Now it sounds like you (and others) seem to need to assert human superiority over AI – based on some category difference that asserts that AI cannot feel, understand, reason, or exhibit any other human trait we use language to describe. Increasingly, I don’t see the value in that. Of course, a machine is different than a human, although things get messy when I try to explain what that difference is. What I have no trouble explaining, however, is that we still get to decide whether to use or trust AI, and for what tasks. The reasons seem far more elusive than the reality that we still get to decide. I think the danger of ascribing human characteristics to LLMs is that we forget our own agency in deciding when/how/for what to use these tools.
Dale –
What you wrote doesn’t seem to me to differ from my view that much.
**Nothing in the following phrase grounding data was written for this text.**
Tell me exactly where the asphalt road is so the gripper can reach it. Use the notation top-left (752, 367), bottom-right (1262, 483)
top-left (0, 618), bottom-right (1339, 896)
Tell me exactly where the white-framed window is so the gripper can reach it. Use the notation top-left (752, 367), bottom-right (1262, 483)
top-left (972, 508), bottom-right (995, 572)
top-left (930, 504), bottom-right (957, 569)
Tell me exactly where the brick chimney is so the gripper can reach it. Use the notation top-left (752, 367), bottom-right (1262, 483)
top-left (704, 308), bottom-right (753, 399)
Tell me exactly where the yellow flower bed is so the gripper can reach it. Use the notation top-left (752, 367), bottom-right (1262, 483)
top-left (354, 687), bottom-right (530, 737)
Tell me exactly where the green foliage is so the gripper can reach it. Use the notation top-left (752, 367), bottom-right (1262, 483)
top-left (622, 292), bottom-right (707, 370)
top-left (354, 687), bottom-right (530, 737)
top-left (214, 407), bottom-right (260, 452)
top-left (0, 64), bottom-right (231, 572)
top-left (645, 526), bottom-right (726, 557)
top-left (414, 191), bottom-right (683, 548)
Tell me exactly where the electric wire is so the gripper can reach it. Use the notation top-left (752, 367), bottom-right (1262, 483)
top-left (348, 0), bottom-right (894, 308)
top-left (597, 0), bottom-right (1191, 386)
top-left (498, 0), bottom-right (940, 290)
Let me try to contextualize the “category” I’m speaking of. I’ve used an llm for guidance and ideas when building things and doing a number of repairs around the house. The llm has been very useful for many of those tasks. Nonetheless, despite extensive preliminary back and forth where many details were included, and despite getting useful technical information from the llm, I have also gotten feedback that included instructions to do things that were physically impossible, both logistically and theoretically. And the advice would have been obviously wrong to any expert who had taken part inthe previous discussion. The advice was logically impossible given the previous details discussed.
It’s a weird juxtaposition, as I’ve gotten info that I would consider “expert” and also gotten info that no expert with physical experience in the real world would give. (I think Andrew at some point may put up a post on an experience I emailed him about). I think back to the example Andrew posted about where an llm put out words in a completely certain and obviously nonsensical way about the implications of rotating a tic-tac-toe board 90 degrees.
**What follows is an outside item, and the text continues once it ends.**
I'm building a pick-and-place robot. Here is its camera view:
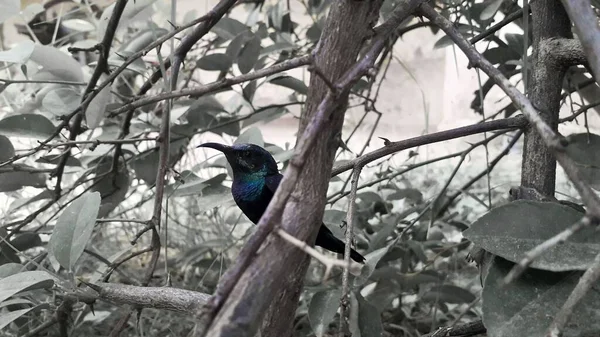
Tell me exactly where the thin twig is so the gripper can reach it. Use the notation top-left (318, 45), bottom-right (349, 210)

So yes it’s not exactly a category of error. An expert mechanic can also be wrong about things with total certainty, even obvious things. But there’s no way that I would get the same amount of totally certain yet completely nonsensical feedback from “human” experts – and I think it’s because humans have what I would call real world physical (embodied) experiences, and real (or human-like) memory of past experiences.
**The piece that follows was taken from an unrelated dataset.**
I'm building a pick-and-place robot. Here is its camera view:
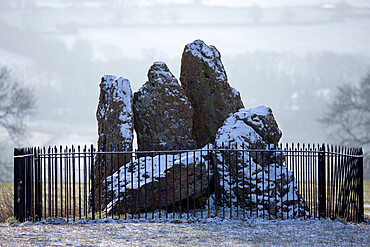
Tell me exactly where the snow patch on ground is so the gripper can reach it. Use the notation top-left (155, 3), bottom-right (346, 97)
top-left (0, 218), bottom-right (370, 246)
It’s really a mix of two categorical errors: one is a distributional difference in the prevalence of non-physical errors, and the other is a distributional difference in seemingly fluent expertise alongside information that would obviously be nonsense to an expert.
Sorry, I meant “It’s really a mix of two distributional patterns…”
Related somehow to the reversal: ascribing LLM attributes to the human cognition. Projecting LLM-like properties (predictive next-token generation, pattern-matching, statistical approximation, context-dependent “reasoning”) onto human cognition can flip between scientific inquiry and something closer to metaphorical or “magical” thinking. And the same applies in reverse.
Gigerenzer’s 1991 paper (and his broader program) critiques the Kahneman-Tversky heuristics-and-biases tradition. That used Bayesian probability (or narrow neo-Bayesian subjective probability) as a normative yardstick, labeling systematic deviations as “fallacies,” “biases,” or “illusions” (e.g., base-rate neglect, conjunction fallacy, overconfidence). E.g. the use of “priors” and “posterios” in the rhetoric of tech gurus and feudals.